Бледной лихорадкой лихорадило луну. И от лихорадки, и от мороза дрожала луна мелкой дрожью. И дрожащей, прозрачно искристой дымкой вокруг нее ее дыхание. Над землей оно сгущалось облаками грязноватой ваты, на земле дымилась парным молоком.
На дворе в молоке тумана рядами горбились зябко-синие снежные сугробы. В синем снегу, лохмотьями налипшем на подоконники, лохмотьями свисавшем с крыш, посинели промерзшие белые трехэтажные многоглазые стены.
И в бледной лихорадке торопливости лица двоих в разных желтых (ночь, впрочем, и черных) полушубках, стоящих на грузовике, опускающих в черную глотку подвала петли веревок, ждущих с согнутыми спинами, с вытянутыми вперед руками.

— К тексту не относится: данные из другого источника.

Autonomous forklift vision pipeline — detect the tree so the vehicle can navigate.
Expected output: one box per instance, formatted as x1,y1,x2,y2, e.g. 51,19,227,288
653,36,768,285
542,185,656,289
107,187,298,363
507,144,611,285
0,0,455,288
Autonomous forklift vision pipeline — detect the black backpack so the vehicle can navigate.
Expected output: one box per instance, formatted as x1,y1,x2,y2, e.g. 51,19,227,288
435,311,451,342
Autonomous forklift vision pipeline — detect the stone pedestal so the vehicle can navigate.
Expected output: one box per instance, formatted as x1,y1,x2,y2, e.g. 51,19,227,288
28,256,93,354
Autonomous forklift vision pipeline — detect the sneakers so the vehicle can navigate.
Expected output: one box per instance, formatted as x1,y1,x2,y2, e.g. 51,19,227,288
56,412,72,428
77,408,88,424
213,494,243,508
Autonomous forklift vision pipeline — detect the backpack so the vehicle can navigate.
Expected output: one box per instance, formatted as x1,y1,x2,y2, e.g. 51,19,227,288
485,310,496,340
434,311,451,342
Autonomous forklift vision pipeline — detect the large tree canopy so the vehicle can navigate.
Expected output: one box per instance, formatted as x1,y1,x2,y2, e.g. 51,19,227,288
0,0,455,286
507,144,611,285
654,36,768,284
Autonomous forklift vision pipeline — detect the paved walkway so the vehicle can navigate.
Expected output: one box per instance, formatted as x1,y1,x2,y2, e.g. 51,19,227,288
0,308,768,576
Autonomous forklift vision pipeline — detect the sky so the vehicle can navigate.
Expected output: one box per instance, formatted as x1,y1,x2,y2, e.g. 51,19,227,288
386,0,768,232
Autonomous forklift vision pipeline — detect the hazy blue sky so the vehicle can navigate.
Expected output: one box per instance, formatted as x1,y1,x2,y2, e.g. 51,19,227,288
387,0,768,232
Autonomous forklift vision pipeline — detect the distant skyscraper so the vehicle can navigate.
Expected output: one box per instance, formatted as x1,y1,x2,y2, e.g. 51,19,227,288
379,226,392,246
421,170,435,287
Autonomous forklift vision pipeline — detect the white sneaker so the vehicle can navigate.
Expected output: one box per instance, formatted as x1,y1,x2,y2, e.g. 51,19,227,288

Подвал издыхает или кашляет:
– Тащи-т-и-и.
И выдохнутые или выплюнутые из дымящейся глотки мокроты или слюной тягучей, кроваво-сине-желтой, теплой тянутся на веревках трупы. Как но мокроте, по слюне, ходили по ним, топтали их, размазывая по грузовику. Потом, когда выше бортов начали горбиться спины трупов, стынущие и синеющие, как горбы сугробов, тогда брезентом, серым, как туман, накрывали грузовик. И стальными ногами топал и глубоко увязал в синем снегу, ломая спины сгорбившихся сугробов, и хрусте снежных костей, в лязге железа, в фыркающей одышке мотора, в кроваво-черном поту нефти и крови грузовик уходил за ворота. Шел серый в сером тумане на кладбище, сотрясая улицы, дома, поднимая с кроватей всезнающих обывателей. К замерзшим стеклам притыкались, плющились заспанные носы. И в дрожании коленок, в дроже кроватей, в позвякивании посуды и окон заспанные загноившиеся глаза раскрылись от страха, заспанные вонючие рты шептали бессильно-злобно, испуганно:
– Чека… Из Чека… Чека свой товар вывозит…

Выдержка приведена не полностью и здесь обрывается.